Я бегу к строке от строчки,

Даже к финским скалам бурым,

Обращаюсь с каламбуром.

(В Финляндии, <1876>)

Пожалуй, наиболее одиозным поэтом безвременья, стихотворцем, с пафосом рифмующим публицистические клише, беззаботно балансирующим на грани графоманства, был Семен Надсон, столь адекватно высмеянный Багрицким, прочувствованно продекламировшим его стихи, по свидетельству К. Паустовского, просящему подаяние нищему:

Друг мой, брат мой, усталый страдающий брат,

Кто б ты ни был, не падай душой.

Пусть неправда и зло полновластно царят,

Над омытой слезами землей,

Пусть разбит и поруган святой идеал,

И струится невинная кровь, —

Верь: настанет пора — и погибнет Ваал,

И вернется на землю любовь!

Конечно, эти стихи даже не притворяются стихами: чередование 4-х и 3-ст. анапеста с почти регулярным, но ничем не мотивированным отягощением первой стопы, примитивные банальные рифмы (чего только стоит предосудительно-запретная пресловутая рифмопара «кровь — любовь»!) и незамысловатые восьмистишия, сложенные из давно позабывших о своей строфической принадлежности катренов перекрестной рифмовки, практически не участвуют в «концерте для смысла с оркестром» (Т. Сильман).
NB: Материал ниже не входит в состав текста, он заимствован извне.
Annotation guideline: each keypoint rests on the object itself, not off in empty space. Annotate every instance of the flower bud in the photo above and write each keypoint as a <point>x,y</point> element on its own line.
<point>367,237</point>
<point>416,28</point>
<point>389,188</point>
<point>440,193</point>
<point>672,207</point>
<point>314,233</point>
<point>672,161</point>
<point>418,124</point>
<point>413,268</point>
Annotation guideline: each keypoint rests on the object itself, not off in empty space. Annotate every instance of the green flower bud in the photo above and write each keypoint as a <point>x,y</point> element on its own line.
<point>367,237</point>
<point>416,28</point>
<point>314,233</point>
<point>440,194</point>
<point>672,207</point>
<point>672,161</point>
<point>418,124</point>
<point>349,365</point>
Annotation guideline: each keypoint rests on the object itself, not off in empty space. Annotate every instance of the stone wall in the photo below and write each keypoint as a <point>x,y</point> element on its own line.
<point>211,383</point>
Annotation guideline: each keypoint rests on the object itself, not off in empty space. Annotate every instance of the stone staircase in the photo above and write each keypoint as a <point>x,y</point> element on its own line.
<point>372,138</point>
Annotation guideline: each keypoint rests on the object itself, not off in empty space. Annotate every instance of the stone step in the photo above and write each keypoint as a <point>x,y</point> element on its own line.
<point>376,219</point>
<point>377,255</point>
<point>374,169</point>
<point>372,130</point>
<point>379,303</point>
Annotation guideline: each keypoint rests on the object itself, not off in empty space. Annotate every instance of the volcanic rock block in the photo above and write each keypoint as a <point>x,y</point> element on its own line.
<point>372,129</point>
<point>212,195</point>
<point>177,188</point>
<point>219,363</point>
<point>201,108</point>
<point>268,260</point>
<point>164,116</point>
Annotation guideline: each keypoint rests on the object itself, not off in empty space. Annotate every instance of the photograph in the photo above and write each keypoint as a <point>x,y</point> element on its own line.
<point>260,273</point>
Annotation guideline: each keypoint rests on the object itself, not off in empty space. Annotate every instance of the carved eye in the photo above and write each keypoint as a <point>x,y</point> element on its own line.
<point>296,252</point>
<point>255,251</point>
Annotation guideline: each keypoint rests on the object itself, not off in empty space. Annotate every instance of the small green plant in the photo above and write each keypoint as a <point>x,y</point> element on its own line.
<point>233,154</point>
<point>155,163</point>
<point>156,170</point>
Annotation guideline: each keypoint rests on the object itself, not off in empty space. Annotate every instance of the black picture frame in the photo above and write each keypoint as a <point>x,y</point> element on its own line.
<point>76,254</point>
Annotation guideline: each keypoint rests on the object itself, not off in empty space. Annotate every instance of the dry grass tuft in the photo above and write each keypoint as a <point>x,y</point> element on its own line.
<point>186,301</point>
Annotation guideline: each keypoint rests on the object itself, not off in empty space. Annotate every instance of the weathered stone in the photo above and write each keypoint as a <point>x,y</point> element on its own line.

Впрочем, ни сами стихи, ни их автор никакой ущербности не испытывали. Напротив, они имели шумный успех, восторженных почитателей и даже в общественном мнении котировались достаточно высоко. И дело тут не в отсутствии таланта.

Такова была литературная ситуация в целом. Техническая сторона поэтического творчества отошла на второй план. Главным критерием художественности в литературе утвердилась естественность[128], а, следовательно, в ряду прочего незаметность стихотворной формы при полном безразличии к ее культурно-ассоциативным ореолам и эклектическом смешении жанровых, стилистических и смысловых предпочтений. К. Фофанов, к примеру, непринужденно обращается к кольцовскому пятисложнику для передачи едва ли уместной для него ситуации политического вольнодумства:

Потуши свечу, занавесь окно.

По постелям все разбрелись давно.

Только мы не спим, самовар погас,

За стеной часы бьют четвертый раз!

До полуночи мы украдкою

Увлекалися речью сладкою:

Мы замыслили много чистых дел...

До утра б сидеть, да всему предел!..

Ты задумался, я сижу — молчу...

Занавесь окно, потуши свечу!..

1881

Поразительная нечувствительность поэта к разрешающим возможностям в данном случае метрической формы объясняется вовсе не скудостью его версификационного мастерства (К. Фофанов, между прочим, пользовался репутацией стихийного предтечи символистов), а, скорее, его принципиальной невостребованностью. Причины такого положения очевидны: усилившееся господство реалистической прозы, равнение на нее поэтов, торжество процесса прозаизации стиха, начатого зрелым Пушкиным и продолженного Некрасовым и, наконец, почти синхронный уход со сцены представителей романтической школы версификации.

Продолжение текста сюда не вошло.